Le Regroupement des maisons d’hébergement et de transition pour femmes victimes de violence conjugale (créé en février 1979) publie ses Recommandations, présentées à Madame Le Coroner Anne-Marie David dans le cadre de l’enquête concernant le décès de Madame Landry et de Monsieur Pierre Lepage 

Dans l’introduction : 

LES ASSISES DE LA VIOLENCE C0NJUGALE

Qui est à l'abri de la violence conjugale? Personne! Aucune femme, aucun enfant… il arrive même que des hommes en soient victimes, mais cela demeure exceptionnel et n’a pas le caractère épidémique de la violence faite aux femmes. 

Et plus loin : 

Au Québec, on estime à 300 000 le nombre de femmes qui sont victimes de violence conjugale (4).

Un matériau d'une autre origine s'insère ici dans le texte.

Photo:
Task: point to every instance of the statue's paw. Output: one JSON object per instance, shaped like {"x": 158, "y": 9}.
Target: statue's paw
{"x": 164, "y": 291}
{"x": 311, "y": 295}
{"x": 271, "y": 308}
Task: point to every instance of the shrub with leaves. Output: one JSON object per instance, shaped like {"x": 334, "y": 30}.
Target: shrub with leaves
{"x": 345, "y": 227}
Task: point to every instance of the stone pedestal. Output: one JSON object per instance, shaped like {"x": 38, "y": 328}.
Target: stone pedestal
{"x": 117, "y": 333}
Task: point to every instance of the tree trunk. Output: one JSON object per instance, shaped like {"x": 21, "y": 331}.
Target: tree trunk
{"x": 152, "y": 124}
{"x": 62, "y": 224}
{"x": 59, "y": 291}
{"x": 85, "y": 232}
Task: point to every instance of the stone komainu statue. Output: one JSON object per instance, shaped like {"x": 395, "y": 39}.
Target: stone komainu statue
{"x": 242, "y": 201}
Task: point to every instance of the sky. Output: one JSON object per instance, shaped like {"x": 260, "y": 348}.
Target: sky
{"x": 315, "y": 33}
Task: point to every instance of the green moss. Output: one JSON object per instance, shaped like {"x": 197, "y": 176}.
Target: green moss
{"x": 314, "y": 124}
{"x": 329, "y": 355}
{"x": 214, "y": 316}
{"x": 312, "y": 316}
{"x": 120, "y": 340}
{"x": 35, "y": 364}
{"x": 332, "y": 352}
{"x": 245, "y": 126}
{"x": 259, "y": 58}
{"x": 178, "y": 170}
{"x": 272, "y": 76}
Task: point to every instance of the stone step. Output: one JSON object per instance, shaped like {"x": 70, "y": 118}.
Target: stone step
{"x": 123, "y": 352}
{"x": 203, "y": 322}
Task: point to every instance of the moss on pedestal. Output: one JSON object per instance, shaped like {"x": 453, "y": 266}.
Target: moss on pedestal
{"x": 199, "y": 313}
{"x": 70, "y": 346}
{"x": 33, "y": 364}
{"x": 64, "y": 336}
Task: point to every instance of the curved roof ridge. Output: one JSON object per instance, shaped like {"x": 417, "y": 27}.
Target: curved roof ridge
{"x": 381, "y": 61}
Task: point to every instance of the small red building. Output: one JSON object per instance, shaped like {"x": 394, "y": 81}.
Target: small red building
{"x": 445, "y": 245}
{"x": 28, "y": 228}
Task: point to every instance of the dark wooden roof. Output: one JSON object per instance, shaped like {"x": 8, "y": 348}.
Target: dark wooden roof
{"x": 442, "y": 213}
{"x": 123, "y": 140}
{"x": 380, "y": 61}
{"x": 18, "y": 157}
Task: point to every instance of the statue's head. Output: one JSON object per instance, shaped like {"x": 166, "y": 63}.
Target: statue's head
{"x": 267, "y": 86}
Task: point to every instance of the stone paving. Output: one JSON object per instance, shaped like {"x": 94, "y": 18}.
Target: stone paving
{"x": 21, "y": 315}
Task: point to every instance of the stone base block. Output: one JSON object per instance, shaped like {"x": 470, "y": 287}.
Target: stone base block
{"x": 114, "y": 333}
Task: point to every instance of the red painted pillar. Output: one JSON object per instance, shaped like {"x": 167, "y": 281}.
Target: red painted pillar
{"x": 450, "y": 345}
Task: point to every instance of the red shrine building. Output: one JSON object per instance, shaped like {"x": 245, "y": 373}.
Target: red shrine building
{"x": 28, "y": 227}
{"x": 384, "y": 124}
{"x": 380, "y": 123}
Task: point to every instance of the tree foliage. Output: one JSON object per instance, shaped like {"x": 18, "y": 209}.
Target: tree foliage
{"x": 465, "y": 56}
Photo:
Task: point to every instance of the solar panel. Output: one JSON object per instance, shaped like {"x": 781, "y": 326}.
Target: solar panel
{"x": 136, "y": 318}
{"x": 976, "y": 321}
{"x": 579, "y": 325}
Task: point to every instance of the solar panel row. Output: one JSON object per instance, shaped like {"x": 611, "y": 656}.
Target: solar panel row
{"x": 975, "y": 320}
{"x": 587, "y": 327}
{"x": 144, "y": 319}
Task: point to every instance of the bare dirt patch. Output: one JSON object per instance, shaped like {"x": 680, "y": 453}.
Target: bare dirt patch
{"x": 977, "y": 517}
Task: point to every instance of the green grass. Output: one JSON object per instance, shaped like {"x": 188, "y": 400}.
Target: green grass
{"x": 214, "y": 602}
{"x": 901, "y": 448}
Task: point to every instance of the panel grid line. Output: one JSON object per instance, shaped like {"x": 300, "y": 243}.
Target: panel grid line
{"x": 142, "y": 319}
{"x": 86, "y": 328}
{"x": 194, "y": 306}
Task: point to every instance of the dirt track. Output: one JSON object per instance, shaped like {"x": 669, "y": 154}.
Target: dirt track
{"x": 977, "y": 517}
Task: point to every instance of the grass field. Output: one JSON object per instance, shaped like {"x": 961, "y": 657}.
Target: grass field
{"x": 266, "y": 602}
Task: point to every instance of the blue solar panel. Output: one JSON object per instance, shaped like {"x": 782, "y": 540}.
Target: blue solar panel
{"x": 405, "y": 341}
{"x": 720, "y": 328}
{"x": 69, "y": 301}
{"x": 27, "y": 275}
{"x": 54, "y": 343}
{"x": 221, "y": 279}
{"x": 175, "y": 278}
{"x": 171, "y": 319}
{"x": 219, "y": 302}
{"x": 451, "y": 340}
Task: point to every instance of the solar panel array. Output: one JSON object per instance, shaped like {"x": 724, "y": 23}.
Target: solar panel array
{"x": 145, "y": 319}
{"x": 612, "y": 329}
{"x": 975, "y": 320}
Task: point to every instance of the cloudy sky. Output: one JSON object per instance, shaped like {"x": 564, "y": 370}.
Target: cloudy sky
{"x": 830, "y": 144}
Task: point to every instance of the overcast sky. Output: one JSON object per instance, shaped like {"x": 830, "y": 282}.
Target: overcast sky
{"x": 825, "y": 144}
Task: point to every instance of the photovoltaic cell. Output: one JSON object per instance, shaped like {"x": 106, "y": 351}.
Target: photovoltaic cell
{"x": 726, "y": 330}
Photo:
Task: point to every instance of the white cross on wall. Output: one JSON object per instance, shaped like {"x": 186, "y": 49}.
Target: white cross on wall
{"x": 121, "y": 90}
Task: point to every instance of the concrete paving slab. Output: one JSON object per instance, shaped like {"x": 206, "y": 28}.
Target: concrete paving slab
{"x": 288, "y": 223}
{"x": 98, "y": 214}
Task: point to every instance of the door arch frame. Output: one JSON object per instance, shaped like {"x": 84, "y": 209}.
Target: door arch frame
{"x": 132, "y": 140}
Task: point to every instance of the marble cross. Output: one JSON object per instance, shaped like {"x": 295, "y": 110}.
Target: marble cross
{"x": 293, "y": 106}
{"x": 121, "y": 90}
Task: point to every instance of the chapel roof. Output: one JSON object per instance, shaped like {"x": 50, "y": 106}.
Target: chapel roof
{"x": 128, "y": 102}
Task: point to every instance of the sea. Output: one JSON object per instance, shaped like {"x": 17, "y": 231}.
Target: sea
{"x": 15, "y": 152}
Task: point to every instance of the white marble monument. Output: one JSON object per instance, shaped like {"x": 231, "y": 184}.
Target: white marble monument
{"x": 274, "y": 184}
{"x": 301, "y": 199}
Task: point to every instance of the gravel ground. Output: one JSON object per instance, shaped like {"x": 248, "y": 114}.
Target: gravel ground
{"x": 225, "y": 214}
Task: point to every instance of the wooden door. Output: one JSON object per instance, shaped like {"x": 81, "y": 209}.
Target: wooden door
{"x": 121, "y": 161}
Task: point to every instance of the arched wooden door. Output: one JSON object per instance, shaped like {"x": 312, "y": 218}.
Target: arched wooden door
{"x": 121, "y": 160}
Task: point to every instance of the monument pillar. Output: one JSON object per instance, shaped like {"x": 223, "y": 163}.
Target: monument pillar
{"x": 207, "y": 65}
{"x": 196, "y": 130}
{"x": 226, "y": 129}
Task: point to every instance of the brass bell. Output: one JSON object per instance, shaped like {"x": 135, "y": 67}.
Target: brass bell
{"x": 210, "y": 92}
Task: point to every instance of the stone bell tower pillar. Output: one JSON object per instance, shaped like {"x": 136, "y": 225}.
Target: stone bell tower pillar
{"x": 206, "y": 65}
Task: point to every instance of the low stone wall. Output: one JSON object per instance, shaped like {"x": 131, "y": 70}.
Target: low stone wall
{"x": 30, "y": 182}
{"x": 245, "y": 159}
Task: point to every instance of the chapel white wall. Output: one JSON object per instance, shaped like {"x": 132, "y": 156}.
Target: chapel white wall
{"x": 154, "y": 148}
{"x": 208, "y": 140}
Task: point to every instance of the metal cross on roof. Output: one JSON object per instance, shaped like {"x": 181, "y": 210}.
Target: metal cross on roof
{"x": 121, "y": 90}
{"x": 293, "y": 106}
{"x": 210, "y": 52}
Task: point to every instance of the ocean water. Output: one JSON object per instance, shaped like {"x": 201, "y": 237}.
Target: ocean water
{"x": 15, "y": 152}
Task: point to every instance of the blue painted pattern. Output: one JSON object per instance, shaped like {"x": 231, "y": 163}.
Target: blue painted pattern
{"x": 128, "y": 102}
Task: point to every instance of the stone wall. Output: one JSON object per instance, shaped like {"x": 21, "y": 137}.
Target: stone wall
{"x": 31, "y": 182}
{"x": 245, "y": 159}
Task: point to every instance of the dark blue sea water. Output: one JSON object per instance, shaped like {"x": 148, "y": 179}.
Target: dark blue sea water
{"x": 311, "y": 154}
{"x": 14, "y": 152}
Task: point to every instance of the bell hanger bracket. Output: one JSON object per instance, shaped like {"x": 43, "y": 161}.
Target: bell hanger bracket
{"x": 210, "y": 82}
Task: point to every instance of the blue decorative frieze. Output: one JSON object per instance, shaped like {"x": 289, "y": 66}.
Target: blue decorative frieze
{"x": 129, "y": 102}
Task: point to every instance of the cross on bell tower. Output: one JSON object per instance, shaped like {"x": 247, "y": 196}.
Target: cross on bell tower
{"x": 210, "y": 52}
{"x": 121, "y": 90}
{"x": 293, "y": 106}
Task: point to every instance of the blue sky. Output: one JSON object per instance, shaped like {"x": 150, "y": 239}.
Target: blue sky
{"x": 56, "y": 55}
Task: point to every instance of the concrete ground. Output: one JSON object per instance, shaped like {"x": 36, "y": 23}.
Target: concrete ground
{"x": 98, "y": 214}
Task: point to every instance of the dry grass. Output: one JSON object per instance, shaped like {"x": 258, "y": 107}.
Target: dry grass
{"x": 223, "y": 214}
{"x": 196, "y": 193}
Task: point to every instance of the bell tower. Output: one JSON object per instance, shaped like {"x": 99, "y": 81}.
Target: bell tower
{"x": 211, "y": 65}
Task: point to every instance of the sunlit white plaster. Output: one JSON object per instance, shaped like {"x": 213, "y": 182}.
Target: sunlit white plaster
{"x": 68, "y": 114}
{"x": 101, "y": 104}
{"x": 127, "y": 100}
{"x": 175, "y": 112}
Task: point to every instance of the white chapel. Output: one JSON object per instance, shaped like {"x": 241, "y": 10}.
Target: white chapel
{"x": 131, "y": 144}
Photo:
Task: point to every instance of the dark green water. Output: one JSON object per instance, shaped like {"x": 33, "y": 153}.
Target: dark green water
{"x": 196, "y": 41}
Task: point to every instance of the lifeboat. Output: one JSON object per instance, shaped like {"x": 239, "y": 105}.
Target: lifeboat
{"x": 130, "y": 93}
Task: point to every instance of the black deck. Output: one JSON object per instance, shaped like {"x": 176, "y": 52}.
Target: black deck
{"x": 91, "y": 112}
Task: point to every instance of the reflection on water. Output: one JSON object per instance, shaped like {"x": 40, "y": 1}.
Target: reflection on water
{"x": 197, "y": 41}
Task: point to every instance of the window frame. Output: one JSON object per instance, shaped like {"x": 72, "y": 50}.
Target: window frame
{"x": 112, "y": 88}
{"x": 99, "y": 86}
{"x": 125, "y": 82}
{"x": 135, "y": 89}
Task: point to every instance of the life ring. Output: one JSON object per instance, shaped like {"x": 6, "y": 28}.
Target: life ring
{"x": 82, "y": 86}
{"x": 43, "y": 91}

 4. Ministère des affaires sociales, Une politique d'aide au» femmes violentées. Bibliothèque Nationale du Québec, 1985 p :10

Et aux recommandations, évidemment : 

2. Que le gouvernement finance adéquatement les maisons d’hébergement pour femmes victimes de violence conjugale (…) 

Et bien sûr :

7. Que dans le cas où la plainte est judiciarisée sans le consentement de la victime et que celle-ci refuse de témoigner, que le substitut du procureur général tente de prouver la culpabilité de l’accusé sans le témoignage de la victime (…) 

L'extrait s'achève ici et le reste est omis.